When I asked Jude how she could have lived with herself, knowing what they were going through, she said she forced herself not to think about them.

“They had other children,” she said, as if that made it right. I wanted to scream at her but there was no point. She is shielded by her self-obsession. Her sense of entitlement. Whenever she’d wanted something, she took it whatever the consequences because she felt she deserved it.

I now saw why it was she threw me out without a backwards glance. She had to have Will so I had to go. I was collateral damage.

Angela won’t talk about her. Won’t speak her name. She says she wants to concentrate on the future, not the past.

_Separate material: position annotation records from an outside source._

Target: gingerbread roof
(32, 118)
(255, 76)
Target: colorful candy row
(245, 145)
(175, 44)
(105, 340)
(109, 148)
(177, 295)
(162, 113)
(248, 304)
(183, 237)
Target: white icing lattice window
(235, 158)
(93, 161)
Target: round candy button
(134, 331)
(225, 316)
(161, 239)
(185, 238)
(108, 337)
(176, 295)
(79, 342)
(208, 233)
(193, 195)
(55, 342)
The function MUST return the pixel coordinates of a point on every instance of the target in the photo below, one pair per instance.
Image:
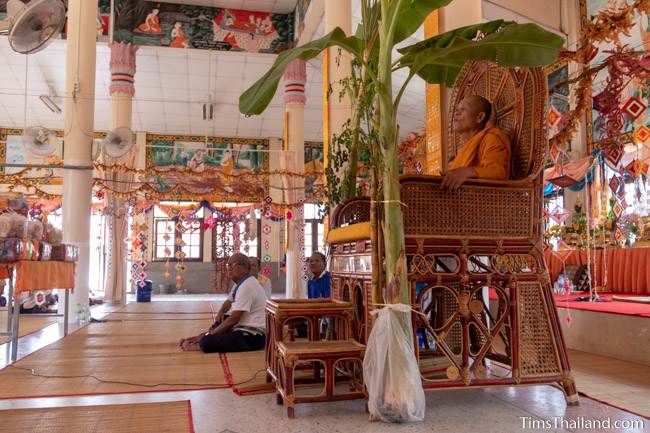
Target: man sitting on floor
(486, 152)
(240, 324)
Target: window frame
(258, 248)
(177, 235)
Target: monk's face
(467, 116)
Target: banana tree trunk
(395, 258)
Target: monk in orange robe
(152, 23)
(486, 152)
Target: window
(314, 229)
(172, 238)
(229, 238)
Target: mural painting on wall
(314, 161)
(188, 26)
(635, 118)
(103, 18)
(301, 11)
(14, 151)
(226, 169)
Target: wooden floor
(171, 417)
(135, 350)
(620, 383)
(140, 345)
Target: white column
(294, 99)
(338, 13)
(79, 128)
(122, 89)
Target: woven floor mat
(134, 356)
(172, 417)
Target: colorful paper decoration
(39, 298)
(613, 155)
(614, 184)
(617, 209)
(560, 215)
(554, 116)
(633, 168)
(602, 102)
(641, 134)
(555, 152)
(633, 108)
(563, 251)
(616, 123)
(618, 234)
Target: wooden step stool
(334, 355)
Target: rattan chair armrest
(477, 182)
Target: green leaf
(439, 59)
(257, 97)
(412, 15)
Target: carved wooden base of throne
(472, 341)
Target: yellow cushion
(353, 232)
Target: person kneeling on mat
(240, 325)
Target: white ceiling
(171, 87)
(277, 6)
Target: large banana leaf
(412, 14)
(439, 59)
(257, 97)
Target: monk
(486, 152)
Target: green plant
(385, 23)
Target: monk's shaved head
(480, 105)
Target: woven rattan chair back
(518, 98)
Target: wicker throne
(486, 235)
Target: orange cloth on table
(488, 152)
(179, 39)
(44, 275)
(627, 268)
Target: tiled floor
(508, 409)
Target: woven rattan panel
(353, 212)
(448, 305)
(473, 212)
(537, 349)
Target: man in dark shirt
(319, 286)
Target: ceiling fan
(40, 141)
(32, 26)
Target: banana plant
(438, 60)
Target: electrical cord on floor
(118, 382)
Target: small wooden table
(34, 275)
(281, 311)
(339, 355)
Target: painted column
(79, 134)
(272, 231)
(295, 79)
(336, 111)
(122, 89)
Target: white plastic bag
(390, 370)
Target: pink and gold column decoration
(295, 79)
(122, 89)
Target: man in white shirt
(264, 281)
(240, 325)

We speak on the phone every day with a growing familiarity and I wonder if I’ll ever call her Mum. Not yet. She still calls me Alice and then corrects herself. I feel like I am two people now. Emma and Alice. I’m going to see my brother and sister next week. I think I’m ready now and Angela wants us to meet, but I’m not sure how they feel about it. About me. The shock of my reappearance must be taking its toll on them as well. I’m the missing child who caused so much unhappiness to their family. Angela says they are thrilled I have been found, but she wants everyone to be happy. I need to take it a step at a time.

? ? ?

I sit back down with Kate and catch my breath after Will goes into court. I feel elated and destroyed by the confrontation, shaking with the effort.

“You did brilliantly,” Kate says. “All over now.”

Well, almost.





EIGHTY-FIVE


    Emma


TUESDAY, MARCH 26, 2013

I started calling the baby Katherine after the police interviews, because she was a person at last. I’d named her for Kate. Without her, I would still be in hell.